To each other, we are chameleons. On the job, we are workers and supervisors, from no experience to 19 years of ‘hotshotting’ all over the country. Some of us are highly skilled with chainsaws; some have the stamina to swing a hand tool all day. Many of us have lots of experience with helicopters. When on a fire, we average 16 hours a day on shift, every day, for two weeks. We may hike with all of our gear for one to two hours before we get to our piece of fire line where we will start work. We don’t have bathrooms or showers and we eat a lot of bad food. We love it. Off the job, we are husbands, fathers, and boyfriends. We are cowboys, hot rodders, rock climbers, hunters, marathoners and bicycle racers. Due to our work, we have to fit a year’s worth of normal life into a six-month period during our winters. It really makes us appreciate the time with our families and pursuing our hobbies.
Maybe to answer the question of who are we, it would be helpful to explore who or what we are not. We are not nameless or faceless, we are not expendable, we are not satisfied with mediocrity, we are not willing to accept being average, we are not quitters.
Is this an all-inclusive answer to the question of who are we?

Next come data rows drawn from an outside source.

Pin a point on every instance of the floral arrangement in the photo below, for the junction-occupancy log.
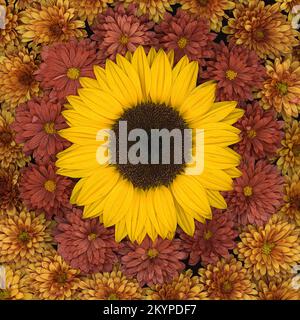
(72, 228)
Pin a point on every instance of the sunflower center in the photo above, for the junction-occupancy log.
(61, 277)
(50, 185)
(5, 138)
(124, 39)
(251, 133)
(267, 248)
(112, 296)
(25, 78)
(231, 75)
(203, 3)
(49, 128)
(4, 294)
(226, 287)
(92, 236)
(24, 236)
(207, 235)
(182, 42)
(282, 88)
(152, 253)
(56, 29)
(259, 35)
(147, 174)
(248, 191)
(73, 73)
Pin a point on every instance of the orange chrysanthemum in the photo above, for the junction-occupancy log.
(154, 8)
(281, 90)
(17, 82)
(291, 207)
(262, 28)
(289, 161)
(271, 250)
(109, 286)
(213, 10)
(227, 280)
(51, 278)
(89, 9)
(11, 154)
(24, 237)
(54, 21)
(277, 290)
(184, 287)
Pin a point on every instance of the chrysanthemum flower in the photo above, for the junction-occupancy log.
(23, 237)
(270, 250)
(9, 193)
(211, 240)
(17, 83)
(89, 9)
(109, 286)
(51, 278)
(186, 35)
(36, 126)
(8, 34)
(54, 21)
(15, 286)
(227, 280)
(85, 244)
(277, 290)
(43, 190)
(64, 63)
(257, 194)
(145, 198)
(154, 8)
(291, 198)
(260, 132)
(262, 28)
(118, 30)
(184, 287)
(11, 154)
(214, 10)
(153, 262)
(289, 161)
(237, 70)
(281, 90)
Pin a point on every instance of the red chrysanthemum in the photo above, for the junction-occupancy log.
(85, 244)
(37, 124)
(153, 262)
(257, 194)
(43, 190)
(211, 240)
(260, 133)
(64, 63)
(118, 30)
(237, 70)
(186, 35)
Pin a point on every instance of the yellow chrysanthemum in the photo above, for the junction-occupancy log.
(213, 10)
(154, 8)
(54, 21)
(15, 286)
(149, 93)
(89, 9)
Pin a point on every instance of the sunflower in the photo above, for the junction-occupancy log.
(54, 21)
(148, 93)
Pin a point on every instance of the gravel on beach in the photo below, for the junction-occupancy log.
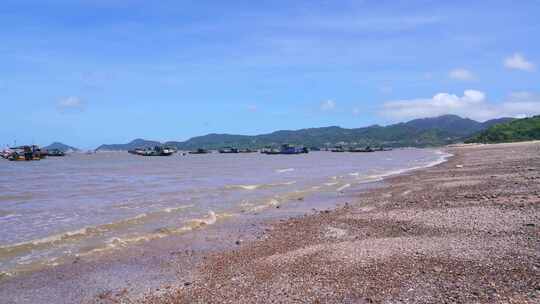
(465, 231)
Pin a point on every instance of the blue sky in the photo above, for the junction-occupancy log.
(107, 71)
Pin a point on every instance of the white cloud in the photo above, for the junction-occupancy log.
(71, 104)
(328, 105)
(519, 62)
(461, 74)
(386, 89)
(473, 104)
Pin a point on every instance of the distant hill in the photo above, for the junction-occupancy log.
(423, 132)
(60, 146)
(137, 143)
(515, 130)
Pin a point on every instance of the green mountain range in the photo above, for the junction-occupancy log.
(424, 132)
(515, 130)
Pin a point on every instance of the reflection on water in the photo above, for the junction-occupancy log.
(82, 204)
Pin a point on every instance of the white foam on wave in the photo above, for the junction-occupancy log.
(285, 170)
(255, 187)
(343, 187)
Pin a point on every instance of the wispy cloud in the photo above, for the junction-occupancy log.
(461, 74)
(71, 104)
(472, 104)
(328, 105)
(518, 62)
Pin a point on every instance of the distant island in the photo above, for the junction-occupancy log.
(516, 130)
(425, 132)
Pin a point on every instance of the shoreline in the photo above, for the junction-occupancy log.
(186, 267)
(466, 230)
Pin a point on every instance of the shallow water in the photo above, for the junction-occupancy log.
(83, 204)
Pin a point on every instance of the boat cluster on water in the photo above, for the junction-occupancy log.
(358, 149)
(28, 153)
(33, 152)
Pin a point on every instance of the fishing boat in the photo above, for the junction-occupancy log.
(5, 153)
(366, 149)
(26, 153)
(338, 149)
(228, 150)
(270, 151)
(199, 151)
(246, 150)
(55, 153)
(156, 151)
(285, 149)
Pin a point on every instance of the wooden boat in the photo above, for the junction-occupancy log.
(26, 153)
(229, 150)
(55, 153)
(366, 149)
(285, 149)
(199, 151)
(156, 151)
(338, 149)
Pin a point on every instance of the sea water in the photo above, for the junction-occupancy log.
(82, 204)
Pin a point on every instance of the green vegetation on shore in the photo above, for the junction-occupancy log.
(515, 130)
(434, 131)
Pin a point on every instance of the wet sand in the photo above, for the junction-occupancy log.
(463, 231)
(466, 231)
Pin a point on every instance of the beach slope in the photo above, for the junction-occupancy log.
(465, 231)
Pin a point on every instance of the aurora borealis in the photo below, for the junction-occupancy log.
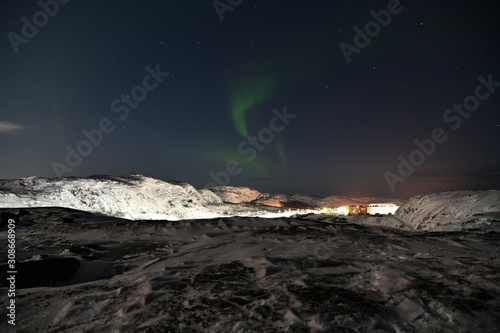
(71, 60)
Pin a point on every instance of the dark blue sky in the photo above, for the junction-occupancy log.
(84, 70)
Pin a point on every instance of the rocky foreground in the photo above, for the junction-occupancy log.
(83, 272)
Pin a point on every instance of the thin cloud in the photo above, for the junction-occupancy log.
(8, 127)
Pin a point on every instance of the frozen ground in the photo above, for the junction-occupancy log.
(310, 273)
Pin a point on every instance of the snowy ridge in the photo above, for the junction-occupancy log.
(431, 210)
(132, 197)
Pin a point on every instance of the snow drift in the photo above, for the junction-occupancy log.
(132, 197)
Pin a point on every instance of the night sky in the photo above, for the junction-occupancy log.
(280, 96)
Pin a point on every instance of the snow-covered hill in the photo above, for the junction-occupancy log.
(432, 210)
(132, 197)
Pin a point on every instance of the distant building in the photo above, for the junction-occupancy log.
(357, 210)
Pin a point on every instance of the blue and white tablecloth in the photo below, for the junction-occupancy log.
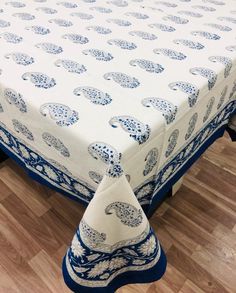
(110, 102)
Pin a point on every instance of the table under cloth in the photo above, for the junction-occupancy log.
(109, 102)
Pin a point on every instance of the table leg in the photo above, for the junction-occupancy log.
(177, 185)
(3, 156)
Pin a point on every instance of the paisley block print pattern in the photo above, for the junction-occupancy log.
(71, 66)
(62, 114)
(39, 79)
(128, 214)
(96, 96)
(126, 93)
(16, 99)
(20, 58)
(136, 129)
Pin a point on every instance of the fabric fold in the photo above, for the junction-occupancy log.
(114, 244)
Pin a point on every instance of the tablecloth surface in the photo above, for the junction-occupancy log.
(107, 101)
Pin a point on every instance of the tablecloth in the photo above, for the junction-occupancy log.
(109, 102)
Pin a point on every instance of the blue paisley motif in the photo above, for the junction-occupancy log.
(39, 79)
(149, 66)
(21, 128)
(127, 213)
(190, 13)
(61, 22)
(47, 10)
(49, 48)
(24, 16)
(67, 4)
(122, 44)
(226, 18)
(220, 27)
(94, 95)
(167, 109)
(170, 53)
(108, 155)
(4, 23)
(51, 140)
(40, 30)
(227, 62)
(151, 161)
(214, 2)
(99, 29)
(205, 8)
(191, 127)
(187, 88)
(98, 54)
(119, 22)
(122, 79)
(162, 27)
(75, 38)
(231, 48)
(119, 3)
(82, 15)
(11, 38)
(190, 44)
(96, 177)
(222, 97)
(207, 73)
(71, 66)
(143, 35)
(167, 4)
(16, 99)
(176, 19)
(15, 4)
(206, 35)
(62, 114)
(136, 129)
(20, 58)
(137, 15)
(101, 9)
(172, 142)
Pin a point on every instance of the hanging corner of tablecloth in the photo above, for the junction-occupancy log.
(114, 244)
(231, 127)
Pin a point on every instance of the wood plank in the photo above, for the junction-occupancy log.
(194, 272)
(49, 272)
(197, 229)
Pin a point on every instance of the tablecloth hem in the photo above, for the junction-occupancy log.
(131, 277)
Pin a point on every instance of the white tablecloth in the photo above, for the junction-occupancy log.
(108, 102)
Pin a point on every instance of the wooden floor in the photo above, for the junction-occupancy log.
(197, 229)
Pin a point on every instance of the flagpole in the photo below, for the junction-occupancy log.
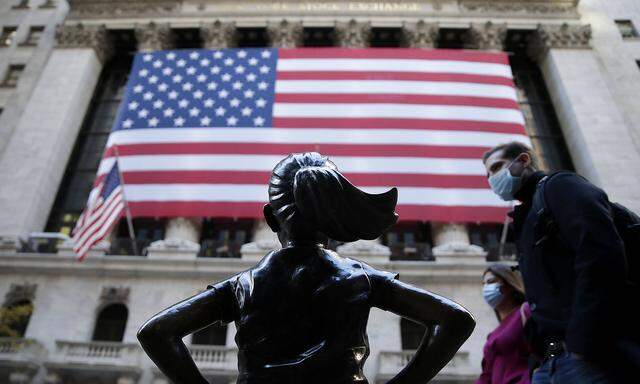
(127, 212)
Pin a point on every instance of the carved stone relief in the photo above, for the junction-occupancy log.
(285, 34)
(85, 36)
(421, 34)
(218, 34)
(153, 37)
(353, 34)
(79, 9)
(564, 36)
(20, 292)
(486, 36)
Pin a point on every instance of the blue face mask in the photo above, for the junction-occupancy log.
(504, 184)
(492, 294)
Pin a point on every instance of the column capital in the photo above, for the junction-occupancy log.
(421, 34)
(218, 34)
(85, 36)
(564, 36)
(285, 34)
(353, 34)
(487, 36)
(153, 37)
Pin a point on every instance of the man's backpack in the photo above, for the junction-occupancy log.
(627, 224)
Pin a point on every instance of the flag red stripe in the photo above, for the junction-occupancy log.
(359, 179)
(369, 150)
(384, 123)
(395, 99)
(393, 53)
(406, 76)
(252, 210)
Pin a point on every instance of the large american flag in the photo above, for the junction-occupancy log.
(200, 130)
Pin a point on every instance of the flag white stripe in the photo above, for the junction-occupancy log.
(315, 136)
(395, 65)
(265, 163)
(407, 111)
(439, 88)
(259, 193)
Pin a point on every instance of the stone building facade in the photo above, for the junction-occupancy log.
(576, 64)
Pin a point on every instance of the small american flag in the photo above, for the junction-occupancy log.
(199, 131)
(105, 206)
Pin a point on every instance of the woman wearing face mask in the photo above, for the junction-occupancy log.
(506, 353)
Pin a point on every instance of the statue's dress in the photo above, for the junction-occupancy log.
(301, 316)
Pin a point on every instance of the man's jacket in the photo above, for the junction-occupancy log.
(573, 266)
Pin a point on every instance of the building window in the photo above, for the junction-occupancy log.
(412, 333)
(386, 37)
(14, 318)
(215, 334)
(187, 38)
(409, 241)
(224, 237)
(8, 34)
(90, 143)
(13, 75)
(35, 33)
(22, 4)
(450, 38)
(111, 323)
(627, 29)
(319, 37)
(252, 37)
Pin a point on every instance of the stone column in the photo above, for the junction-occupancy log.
(353, 34)
(218, 34)
(420, 34)
(153, 37)
(35, 158)
(452, 245)
(486, 37)
(598, 138)
(285, 34)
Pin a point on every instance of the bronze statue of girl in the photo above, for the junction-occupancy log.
(301, 312)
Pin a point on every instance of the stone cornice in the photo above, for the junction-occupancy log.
(564, 36)
(421, 34)
(285, 34)
(353, 34)
(487, 36)
(218, 34)
(208, 269)
(153, 37)
(81, 36)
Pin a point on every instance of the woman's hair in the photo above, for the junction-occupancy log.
(307, 191)
(511, 277)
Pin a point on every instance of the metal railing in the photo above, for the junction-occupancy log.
(97, 352)
(415, 251)
(220, 248)
(122, 246)
(215, 357)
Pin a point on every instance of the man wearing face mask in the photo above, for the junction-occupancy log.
(573, 271)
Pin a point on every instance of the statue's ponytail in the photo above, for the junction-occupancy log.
(309, 188)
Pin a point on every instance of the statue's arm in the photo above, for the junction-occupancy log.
(161, 336)
(454, 326)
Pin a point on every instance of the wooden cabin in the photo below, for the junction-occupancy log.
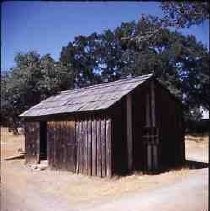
(133, 124)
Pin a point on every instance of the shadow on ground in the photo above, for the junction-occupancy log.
(191, 164)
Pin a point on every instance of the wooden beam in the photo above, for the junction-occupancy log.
(129, 131)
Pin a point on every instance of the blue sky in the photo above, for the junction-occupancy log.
(48, 26)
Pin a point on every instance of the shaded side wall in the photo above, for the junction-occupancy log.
(169, 118)
(78, 143)
(119, 142)
(81, 144)
(32, 138)
(139, 115)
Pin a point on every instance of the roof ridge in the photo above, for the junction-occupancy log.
(104, 84)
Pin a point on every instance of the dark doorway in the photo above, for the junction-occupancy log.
(43, 141)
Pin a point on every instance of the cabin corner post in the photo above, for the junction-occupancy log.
(129, 130)
(151, 132)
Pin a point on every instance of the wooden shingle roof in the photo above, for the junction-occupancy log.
(96, 97)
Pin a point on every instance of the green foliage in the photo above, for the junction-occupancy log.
(33, 79)
(133, 48)
(142, 47)
(185, 14)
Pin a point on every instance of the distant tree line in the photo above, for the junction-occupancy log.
(134, 48)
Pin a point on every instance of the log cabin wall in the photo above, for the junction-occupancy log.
(119, 138)
(139, 118)
(170, 122)
(81, 145)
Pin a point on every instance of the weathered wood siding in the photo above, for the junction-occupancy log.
(82, 145)
(32, 135)
(119, 138)
(170, 123)
(61, 144)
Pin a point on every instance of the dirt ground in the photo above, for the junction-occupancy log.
(24, 189)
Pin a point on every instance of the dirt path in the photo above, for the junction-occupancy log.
(183, 195)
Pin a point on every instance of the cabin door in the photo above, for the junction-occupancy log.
(151, 158)
(43, 141)
(32, 138)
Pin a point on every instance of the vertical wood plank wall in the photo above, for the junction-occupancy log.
(81, 146)
(32, 142)
(170, 122)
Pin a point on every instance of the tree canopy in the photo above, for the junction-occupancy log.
(134, 48)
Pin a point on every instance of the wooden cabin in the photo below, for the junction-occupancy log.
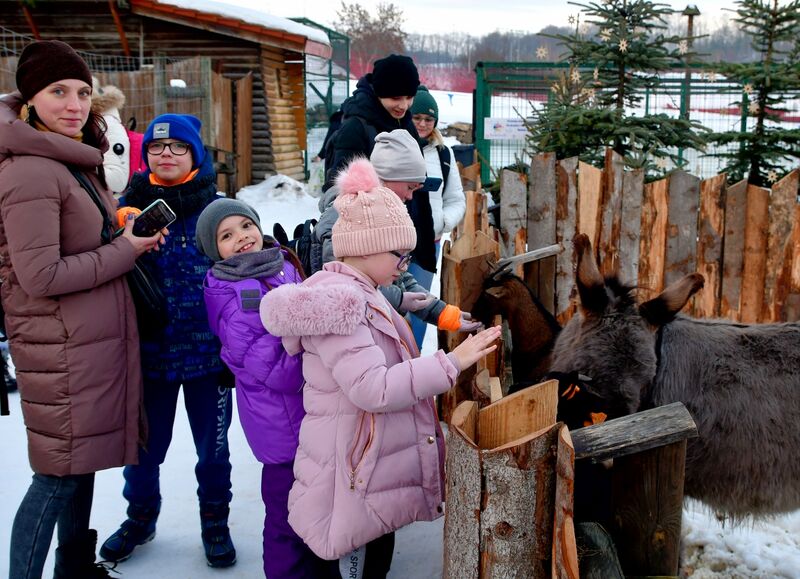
(241, 71)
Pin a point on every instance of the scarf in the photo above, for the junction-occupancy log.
(253, 265)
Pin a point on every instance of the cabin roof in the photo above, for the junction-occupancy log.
(237, 21)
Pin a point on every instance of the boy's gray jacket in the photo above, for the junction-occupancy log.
(392, 293)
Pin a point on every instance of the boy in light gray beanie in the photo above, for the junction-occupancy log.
(398, 157)
(205, 235)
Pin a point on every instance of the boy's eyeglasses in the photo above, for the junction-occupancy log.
(177, 148)
(405, 259)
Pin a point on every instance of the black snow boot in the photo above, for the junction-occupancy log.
(138, 529)
(75, 559)
(217, 542)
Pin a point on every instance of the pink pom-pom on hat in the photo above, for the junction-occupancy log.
(372, 219)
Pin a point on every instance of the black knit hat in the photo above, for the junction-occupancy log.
(48, 61)
(394, 76)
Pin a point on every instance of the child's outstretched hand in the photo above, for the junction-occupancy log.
(477, 346)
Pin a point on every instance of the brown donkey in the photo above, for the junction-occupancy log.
(740, 382)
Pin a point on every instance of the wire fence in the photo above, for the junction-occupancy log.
(152, 85)
(507, 93)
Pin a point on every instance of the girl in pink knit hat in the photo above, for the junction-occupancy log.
(371, 453)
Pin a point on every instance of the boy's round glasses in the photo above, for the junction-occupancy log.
(177, 148)
(405, 258)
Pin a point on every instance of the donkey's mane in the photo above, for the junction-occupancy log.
(623, 294)
(550, 318)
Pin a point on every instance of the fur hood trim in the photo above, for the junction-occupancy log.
(317, 310)
(359, 175)
(107, 98)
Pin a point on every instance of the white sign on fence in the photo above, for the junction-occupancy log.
(495, 128)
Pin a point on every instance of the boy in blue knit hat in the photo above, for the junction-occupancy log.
(183, 353)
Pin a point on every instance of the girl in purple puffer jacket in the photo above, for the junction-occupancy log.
(269, 382)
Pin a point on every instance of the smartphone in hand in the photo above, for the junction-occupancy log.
(152, 219)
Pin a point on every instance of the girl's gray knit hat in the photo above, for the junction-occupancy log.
(205, 236)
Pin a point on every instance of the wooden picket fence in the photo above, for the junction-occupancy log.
(744, 239)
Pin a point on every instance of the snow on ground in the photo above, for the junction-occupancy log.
(767, 549)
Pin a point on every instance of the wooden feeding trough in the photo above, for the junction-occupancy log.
(510, 470)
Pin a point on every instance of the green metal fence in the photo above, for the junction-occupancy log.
(506, 92)
(326, 87)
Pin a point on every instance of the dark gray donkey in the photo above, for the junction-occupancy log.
(740, 382)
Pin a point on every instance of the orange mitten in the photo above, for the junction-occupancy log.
(449, 319)
(122, 215)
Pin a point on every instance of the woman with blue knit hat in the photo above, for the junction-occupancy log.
(381, 103)
(183, 353)
(446, 205)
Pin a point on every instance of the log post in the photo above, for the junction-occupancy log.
(503, 494)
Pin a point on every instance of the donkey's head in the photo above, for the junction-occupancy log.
(612, 339)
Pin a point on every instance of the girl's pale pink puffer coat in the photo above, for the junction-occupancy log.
(371, 455)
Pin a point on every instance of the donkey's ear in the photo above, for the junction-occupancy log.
(664, 307)
(591, 286)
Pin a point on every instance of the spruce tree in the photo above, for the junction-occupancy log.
(769, 149)
(614, 58)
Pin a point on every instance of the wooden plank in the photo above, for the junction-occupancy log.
(542, 226)
(783, 200)
(733, 256)
(790, 274)
(590, 200)
(652, 252)
(462, 516)
(755, 253)
(566, 229)
(516, 529)
(630, 235)
(709, 245)
(465, 418)
(533, 255)
(495, 389)
(611, 216)
(648, 508)
(513, 209)
(681, 251)
(521, 413)
(244, 134)
(634, 433)
(565, 549)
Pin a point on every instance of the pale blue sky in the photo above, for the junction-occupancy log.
(475, 17)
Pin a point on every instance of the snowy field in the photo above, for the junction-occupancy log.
(764, 550)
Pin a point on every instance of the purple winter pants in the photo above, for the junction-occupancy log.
(286, 556)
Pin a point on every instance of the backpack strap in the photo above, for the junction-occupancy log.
(250, 293)
(444, 161)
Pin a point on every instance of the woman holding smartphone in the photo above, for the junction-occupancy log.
(68, 312)
(183, 353)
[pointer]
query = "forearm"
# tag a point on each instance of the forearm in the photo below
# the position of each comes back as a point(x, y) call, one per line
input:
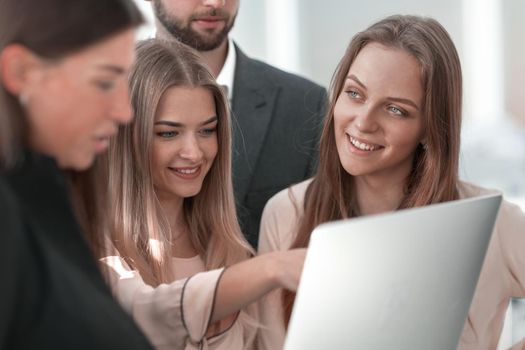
point(246, 282)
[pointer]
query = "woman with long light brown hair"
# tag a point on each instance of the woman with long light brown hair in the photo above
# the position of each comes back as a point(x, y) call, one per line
point(172, 217)
point(390, 141)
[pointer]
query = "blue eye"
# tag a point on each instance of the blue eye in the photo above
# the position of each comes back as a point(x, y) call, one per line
point(167, 134)
point(353, 94)
point(397, 111)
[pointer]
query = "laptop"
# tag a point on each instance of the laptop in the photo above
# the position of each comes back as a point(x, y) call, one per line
point(403, 280)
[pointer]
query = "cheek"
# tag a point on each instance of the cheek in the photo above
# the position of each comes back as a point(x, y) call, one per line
point(408, 136)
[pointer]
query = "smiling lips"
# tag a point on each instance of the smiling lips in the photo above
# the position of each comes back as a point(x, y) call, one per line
point(209, 22)
point(187, 173)
point(363, 146)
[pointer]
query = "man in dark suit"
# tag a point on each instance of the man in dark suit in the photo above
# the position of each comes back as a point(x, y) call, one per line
point(276, 116)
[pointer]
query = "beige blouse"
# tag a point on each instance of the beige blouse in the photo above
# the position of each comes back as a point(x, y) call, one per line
point(502, 275)
point(177, 315)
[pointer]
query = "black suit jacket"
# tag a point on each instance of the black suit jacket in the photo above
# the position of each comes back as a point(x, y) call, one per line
point(52, 294)
point(277, 119)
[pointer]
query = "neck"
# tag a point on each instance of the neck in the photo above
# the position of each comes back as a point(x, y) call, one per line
point(214, 59)
point(376, 196)
point(182, 246)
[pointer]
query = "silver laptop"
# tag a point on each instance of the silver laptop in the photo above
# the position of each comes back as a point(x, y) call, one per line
point(403, 280)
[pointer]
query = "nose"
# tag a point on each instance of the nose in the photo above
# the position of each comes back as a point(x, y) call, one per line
point(121, 111)
point(191, 149)
point(365, 120)
point(214, 3)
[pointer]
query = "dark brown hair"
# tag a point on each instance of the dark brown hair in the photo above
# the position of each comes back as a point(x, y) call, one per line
point(52, 29)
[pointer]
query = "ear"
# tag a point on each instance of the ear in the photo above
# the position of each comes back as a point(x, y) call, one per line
point(18, 68)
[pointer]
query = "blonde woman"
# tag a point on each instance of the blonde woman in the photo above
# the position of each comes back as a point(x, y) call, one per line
point(173, 213)
point(391, 141)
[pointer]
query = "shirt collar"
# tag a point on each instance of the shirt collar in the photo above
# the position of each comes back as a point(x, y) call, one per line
point(227, 72)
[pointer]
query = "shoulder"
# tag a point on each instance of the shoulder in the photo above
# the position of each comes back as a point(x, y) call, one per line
point(510, 220)
point(275, 75)
point(289, 200)
point(508, 211)
point(9, 209)
point(280, 217)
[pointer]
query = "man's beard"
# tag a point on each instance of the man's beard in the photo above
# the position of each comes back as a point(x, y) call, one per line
point(187, 35)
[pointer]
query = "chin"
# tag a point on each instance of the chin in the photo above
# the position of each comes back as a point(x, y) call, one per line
point(77, 163)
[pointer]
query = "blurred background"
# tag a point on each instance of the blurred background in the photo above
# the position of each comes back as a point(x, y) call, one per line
point(308, 37)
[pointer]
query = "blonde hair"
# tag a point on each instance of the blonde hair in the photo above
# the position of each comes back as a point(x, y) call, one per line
point(138, 226)
point(434, 175)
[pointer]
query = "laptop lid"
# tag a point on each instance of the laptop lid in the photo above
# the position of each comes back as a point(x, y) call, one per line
point(402, 280)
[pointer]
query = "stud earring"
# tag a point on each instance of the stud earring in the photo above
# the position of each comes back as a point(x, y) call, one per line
point(23, 99)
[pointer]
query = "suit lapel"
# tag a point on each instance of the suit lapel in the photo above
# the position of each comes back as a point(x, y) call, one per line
point(253, 102)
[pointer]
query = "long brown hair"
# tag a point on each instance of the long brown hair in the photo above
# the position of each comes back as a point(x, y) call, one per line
point(434, 176)
point(52, 29)
point(139, 227)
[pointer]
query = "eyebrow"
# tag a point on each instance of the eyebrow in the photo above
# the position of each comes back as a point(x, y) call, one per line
point(394, 99)
point(180, 125)
point(112, 68)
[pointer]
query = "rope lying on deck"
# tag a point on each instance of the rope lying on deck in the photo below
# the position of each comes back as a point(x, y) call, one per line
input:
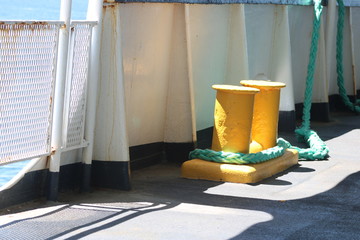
point(317, 148)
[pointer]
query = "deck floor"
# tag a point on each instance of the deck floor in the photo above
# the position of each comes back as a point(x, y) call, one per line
point(313, 200)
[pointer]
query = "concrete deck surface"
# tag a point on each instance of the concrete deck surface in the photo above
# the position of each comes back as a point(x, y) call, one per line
point(313, 200)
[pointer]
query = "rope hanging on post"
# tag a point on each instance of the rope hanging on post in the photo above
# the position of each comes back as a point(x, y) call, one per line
point(339, 59)
point(317, 148)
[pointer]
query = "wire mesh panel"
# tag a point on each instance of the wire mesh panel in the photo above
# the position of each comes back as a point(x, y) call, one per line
point(77, 86)
point(27, 72)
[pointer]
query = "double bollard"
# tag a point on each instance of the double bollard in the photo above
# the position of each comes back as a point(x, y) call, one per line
point(245, 121)
point(246, 118)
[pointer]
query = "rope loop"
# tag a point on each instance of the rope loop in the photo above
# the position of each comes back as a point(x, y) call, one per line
point(241, 158)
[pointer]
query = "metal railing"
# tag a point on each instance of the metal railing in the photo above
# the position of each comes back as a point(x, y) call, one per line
point(28, 54)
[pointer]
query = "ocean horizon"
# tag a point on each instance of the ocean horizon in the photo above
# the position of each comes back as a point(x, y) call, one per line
point(28, 10)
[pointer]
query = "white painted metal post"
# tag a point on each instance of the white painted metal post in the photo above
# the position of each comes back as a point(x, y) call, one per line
point(353, 55)
point(56, 137)
point(95, 10)
point(190, 72)
point(330, 38)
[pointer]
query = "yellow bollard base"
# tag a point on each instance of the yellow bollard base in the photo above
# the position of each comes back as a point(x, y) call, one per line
point(249, 173)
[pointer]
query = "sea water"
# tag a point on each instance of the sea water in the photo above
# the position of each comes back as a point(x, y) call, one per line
point(28, 10)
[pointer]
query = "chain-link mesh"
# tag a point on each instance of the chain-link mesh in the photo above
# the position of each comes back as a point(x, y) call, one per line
point(77, 84)
point(27, 72)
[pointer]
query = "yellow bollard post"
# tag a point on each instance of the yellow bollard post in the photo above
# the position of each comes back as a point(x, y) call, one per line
point(232, 132)
point(266, 113)
point(233, 118)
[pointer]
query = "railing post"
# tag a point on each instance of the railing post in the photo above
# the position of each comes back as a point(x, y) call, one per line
point(57, 129)
point(95, 9)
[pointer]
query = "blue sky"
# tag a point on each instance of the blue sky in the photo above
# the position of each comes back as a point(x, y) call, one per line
point(39, 9)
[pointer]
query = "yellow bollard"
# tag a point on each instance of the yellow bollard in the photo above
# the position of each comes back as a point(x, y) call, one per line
point(266, 113)
point(235, 107)
point(233, 118)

No. Hopefully this is at least a beginning. We are approachable and we have no secrets. We are proud and passionate about our program. These things will show through during a discussion with any of our crewmembers. We don’t just call ourselves hotshots, we are hotshots in everything that we do.”
This mural serves as a tribute to our heroes, particularly the 19 fallen Granite Mountain Hotshots. Its purpose is to preserve their legacy, inspire you, and to therefore ensure that you take away at least two valuable lessons: Don’t pretend to be something that you are not (“Esse Quam Videri,” their motto) and be a “hotshot in everything that you do.”